News and views from the award-winning author of the Class H Trilogy: AMERICA LIBRE, HOUSE DIVIDED and PANCHO LAND

Friday, November 28, 2008

From the New York Times

President-elect Obama will be under pressure to devote much of his attention -- and political capital -- to the economy. In doing so, he may be neglecting an immense opportunity to build better bonds with our neighbors to the south. The benefits of this opporunity are detailed in the following New York Times editorial. 

Raul Ramos y Sanchez

November 28, 2008
New York Times Editorial

About Latin America

The Bush administration is leaving behind so much turmoil and resentment around the world that President-elect Barack Obama might be tempted to put off dealing with the nation’s extremely sour relations with Latin America.

That would be shortsighted. There is a unique opportunity to improve ties with a region that shares key interests and values with the United States. And given how bad relations are right now, it will not take much more than good sense and sensitivity to make progress.

For starters, the Obama administration could gain a lot of good will by supporting more aid, mostly from the International Monetary Fund, for Latin American countries sideswiped by the financial meltdown.

More than anything, Latin American leaders want to know that Washington is ready to talk seriously — rather than just lecture — on important topics, including drug trafficking, energy policy, economic integration and immigration.

With Fidel Castro nearly gone, Washington should be testing the intentions of the new Cuban leadership. We believe lifting the economic embargo is the best way to do that. It has given Mr. Castro and his cronies a never-ending excuse for their failures and misdeeds.

During the campaign, Mr. Obama unfortunately agreed with the incorrect (but politically convenient) proposition that the embargo gives the United States leverage. Fortunately, he also said he would start the process of re-engaging Havana — and opening Cuba to the winds of change — by lifting restrictions on travel and remittances to the island. He should do so quickly.

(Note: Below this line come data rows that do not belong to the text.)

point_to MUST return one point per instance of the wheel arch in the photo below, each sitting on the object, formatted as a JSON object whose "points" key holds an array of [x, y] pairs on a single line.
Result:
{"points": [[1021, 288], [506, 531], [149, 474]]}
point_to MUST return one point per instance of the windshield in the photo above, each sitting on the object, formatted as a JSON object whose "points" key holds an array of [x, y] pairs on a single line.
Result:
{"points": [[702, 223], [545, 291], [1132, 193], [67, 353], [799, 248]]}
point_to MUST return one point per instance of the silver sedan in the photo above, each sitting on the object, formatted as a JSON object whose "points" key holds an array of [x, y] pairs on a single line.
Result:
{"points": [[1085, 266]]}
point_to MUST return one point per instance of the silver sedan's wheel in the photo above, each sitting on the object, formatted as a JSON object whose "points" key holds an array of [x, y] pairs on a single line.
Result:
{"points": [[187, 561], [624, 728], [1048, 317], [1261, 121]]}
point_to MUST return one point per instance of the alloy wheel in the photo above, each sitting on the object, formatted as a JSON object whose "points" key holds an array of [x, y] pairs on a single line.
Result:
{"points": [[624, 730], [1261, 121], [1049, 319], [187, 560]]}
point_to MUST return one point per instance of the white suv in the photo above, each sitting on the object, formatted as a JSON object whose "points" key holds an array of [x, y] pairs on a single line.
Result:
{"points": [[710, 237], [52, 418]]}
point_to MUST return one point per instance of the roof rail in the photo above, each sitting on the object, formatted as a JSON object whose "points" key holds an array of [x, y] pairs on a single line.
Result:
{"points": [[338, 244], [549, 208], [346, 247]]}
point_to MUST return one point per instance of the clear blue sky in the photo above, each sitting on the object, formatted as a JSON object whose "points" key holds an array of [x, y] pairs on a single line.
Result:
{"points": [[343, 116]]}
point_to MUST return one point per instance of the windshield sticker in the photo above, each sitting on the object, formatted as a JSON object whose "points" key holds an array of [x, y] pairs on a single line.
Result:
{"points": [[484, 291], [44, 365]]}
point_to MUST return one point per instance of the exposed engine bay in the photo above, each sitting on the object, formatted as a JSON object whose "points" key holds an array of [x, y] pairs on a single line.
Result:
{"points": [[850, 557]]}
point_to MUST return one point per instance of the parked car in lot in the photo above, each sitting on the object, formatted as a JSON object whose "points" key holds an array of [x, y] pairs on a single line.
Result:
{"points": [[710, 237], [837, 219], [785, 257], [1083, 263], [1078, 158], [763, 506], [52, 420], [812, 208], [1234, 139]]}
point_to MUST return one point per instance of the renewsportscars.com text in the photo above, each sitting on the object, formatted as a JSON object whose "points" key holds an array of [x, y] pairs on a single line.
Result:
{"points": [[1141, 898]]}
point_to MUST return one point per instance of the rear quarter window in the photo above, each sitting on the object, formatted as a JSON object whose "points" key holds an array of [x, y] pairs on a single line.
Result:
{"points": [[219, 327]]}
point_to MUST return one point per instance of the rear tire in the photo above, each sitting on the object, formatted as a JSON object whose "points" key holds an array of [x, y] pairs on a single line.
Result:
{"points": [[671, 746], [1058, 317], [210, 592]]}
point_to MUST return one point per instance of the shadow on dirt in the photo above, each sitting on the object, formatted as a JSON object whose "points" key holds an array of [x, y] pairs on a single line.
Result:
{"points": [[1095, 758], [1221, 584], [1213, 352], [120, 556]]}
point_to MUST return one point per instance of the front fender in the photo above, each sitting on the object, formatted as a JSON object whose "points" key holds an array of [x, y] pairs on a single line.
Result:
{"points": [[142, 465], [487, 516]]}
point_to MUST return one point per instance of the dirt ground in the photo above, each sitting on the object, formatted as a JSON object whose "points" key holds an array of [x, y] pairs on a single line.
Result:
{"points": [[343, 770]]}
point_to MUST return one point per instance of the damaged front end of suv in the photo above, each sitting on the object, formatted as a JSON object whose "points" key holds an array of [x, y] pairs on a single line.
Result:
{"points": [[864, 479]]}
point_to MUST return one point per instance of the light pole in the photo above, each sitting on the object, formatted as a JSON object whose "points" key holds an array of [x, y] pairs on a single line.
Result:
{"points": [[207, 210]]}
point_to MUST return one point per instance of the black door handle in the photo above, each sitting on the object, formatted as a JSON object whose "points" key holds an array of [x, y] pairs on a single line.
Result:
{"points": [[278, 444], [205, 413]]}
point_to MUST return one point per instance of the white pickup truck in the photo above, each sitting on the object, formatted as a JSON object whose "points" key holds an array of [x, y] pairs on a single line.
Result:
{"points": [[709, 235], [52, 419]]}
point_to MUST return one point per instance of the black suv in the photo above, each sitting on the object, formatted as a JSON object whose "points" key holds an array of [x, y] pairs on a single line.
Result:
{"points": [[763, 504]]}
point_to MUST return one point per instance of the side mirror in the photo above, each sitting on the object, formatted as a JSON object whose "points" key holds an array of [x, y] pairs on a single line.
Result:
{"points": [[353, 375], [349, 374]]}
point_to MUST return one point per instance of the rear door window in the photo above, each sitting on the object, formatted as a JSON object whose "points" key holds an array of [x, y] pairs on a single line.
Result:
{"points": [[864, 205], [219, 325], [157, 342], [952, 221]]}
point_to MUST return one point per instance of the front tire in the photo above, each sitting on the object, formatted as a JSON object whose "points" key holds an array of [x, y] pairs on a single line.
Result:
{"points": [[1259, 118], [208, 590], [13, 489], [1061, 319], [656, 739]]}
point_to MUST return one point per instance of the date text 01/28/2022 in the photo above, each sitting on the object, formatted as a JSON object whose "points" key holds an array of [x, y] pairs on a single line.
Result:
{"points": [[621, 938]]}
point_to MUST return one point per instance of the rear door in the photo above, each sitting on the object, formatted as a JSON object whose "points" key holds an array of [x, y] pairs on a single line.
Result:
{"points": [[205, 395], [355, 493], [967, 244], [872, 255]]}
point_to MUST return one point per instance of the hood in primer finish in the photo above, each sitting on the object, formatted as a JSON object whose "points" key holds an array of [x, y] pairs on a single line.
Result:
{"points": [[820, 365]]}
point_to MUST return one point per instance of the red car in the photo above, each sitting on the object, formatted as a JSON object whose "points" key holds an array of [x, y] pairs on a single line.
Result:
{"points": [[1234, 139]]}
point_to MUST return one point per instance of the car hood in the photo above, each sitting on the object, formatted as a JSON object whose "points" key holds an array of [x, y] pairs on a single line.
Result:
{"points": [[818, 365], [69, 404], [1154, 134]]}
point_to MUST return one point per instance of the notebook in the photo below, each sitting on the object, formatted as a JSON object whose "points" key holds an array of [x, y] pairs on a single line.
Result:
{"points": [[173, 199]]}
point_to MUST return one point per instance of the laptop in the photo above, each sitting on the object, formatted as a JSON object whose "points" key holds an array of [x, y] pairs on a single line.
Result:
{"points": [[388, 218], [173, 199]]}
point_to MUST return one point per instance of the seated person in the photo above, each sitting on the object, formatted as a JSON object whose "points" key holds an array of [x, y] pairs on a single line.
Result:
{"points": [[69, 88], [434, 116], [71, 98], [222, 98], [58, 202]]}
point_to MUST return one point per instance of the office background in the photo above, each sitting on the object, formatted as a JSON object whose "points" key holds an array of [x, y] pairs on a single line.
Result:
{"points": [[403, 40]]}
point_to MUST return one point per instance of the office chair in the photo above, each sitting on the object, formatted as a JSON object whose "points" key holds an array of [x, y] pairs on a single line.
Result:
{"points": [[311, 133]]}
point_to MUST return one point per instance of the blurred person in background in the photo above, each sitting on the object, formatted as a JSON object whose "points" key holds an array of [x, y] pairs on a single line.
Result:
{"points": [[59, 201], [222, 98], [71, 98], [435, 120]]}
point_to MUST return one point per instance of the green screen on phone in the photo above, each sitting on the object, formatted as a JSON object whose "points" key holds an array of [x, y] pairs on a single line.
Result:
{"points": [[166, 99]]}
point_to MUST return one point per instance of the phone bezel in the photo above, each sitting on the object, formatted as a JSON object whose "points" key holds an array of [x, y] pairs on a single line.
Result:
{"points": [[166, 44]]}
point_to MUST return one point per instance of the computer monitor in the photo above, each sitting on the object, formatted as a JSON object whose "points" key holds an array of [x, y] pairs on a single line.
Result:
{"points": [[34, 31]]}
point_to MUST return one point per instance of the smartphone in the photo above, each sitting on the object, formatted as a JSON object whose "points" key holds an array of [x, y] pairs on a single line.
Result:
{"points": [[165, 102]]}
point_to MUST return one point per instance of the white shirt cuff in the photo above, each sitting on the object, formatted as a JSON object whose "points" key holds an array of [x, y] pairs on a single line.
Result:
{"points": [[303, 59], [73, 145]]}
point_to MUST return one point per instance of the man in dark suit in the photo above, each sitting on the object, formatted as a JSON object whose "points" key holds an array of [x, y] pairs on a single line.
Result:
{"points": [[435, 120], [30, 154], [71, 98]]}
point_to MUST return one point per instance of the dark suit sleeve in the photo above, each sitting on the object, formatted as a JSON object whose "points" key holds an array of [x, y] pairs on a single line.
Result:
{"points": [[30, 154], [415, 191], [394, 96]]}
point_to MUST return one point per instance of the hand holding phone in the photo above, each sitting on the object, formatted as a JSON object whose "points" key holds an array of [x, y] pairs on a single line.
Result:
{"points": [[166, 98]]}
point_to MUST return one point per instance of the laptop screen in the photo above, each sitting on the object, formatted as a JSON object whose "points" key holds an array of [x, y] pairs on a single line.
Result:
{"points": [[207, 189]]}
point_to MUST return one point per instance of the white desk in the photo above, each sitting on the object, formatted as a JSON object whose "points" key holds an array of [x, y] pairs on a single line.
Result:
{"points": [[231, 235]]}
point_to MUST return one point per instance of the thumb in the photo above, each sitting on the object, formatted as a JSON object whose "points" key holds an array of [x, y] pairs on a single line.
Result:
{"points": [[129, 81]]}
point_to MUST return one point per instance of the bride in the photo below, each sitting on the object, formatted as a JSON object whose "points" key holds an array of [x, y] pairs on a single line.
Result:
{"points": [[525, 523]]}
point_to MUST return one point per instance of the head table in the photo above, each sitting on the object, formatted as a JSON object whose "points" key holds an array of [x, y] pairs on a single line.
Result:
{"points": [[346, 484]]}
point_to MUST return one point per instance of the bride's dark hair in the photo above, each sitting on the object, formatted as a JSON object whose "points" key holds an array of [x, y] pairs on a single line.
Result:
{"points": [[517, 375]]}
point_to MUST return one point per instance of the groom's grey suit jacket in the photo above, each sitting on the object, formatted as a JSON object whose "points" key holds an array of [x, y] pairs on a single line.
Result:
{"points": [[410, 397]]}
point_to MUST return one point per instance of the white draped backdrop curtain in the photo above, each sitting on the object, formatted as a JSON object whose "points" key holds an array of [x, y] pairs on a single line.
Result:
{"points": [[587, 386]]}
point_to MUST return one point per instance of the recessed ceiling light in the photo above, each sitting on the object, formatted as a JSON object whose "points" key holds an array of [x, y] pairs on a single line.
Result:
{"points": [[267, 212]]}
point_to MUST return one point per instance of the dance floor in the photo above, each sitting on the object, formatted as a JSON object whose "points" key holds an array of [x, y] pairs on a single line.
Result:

Declining oil prices, and the declining stature of President Hugo Chávez of Venezuela, will also make Mr. Obama’s task easier.

We have no patience for Mr. Chávez’s corrupt and autocratic ways. But the Bush administration did enormous damage to American credibility throughout much of the region when it blessed what turned out to be a failed coup against Mr. Chávez.

The Venezuelan leader has played anti-American sentiments for all they are worth. And he has spent a chunk of his country’s abundant oil riches to prop up the Castro brothers and finance a wider anti-American bloc. He no longer has as much cash to spread around. And his own citizens have lost patience with his failed revolution.

Mr. Chávez’s decline also poses some new challenges. The finances of Cuba as well as Argentina, Nicaragua or Honduras could deteriorate rapidly if Venezuela decides to cut back its deliveries of cheap oil and billions in aid. Washington must be prepared to help, either with its own aid or by rallying support from international lenders.

There will be difficult pills to swallow. For the sake of American business and American credibility, Congress must pass the trade agreement with Colombia.

Other steps should come easier. Washington should open a regional dialogue about the illegal drug trade and prove that it can do its share by clamping down on the southward flow of weapons and reducing demand for drugs at home. On energy, eliminating the tariff on ethanol imports would help reduce dependence on fossil fuels and greatly improve relations with Brazil.

This country must move forward with immigration reform. It must also begin regular discussions on migration issues with the countries sending those migrants. That would do much to improve relations and find solutions to key problems like human rights abuses against immigrants.

If there is still a question about the need for a new policy for the region, consider these facts: Latin America provides a third of the nation’s oil imports, most of its immigrants and virtually all of its cocaine. And, oh yes, it’s right next door.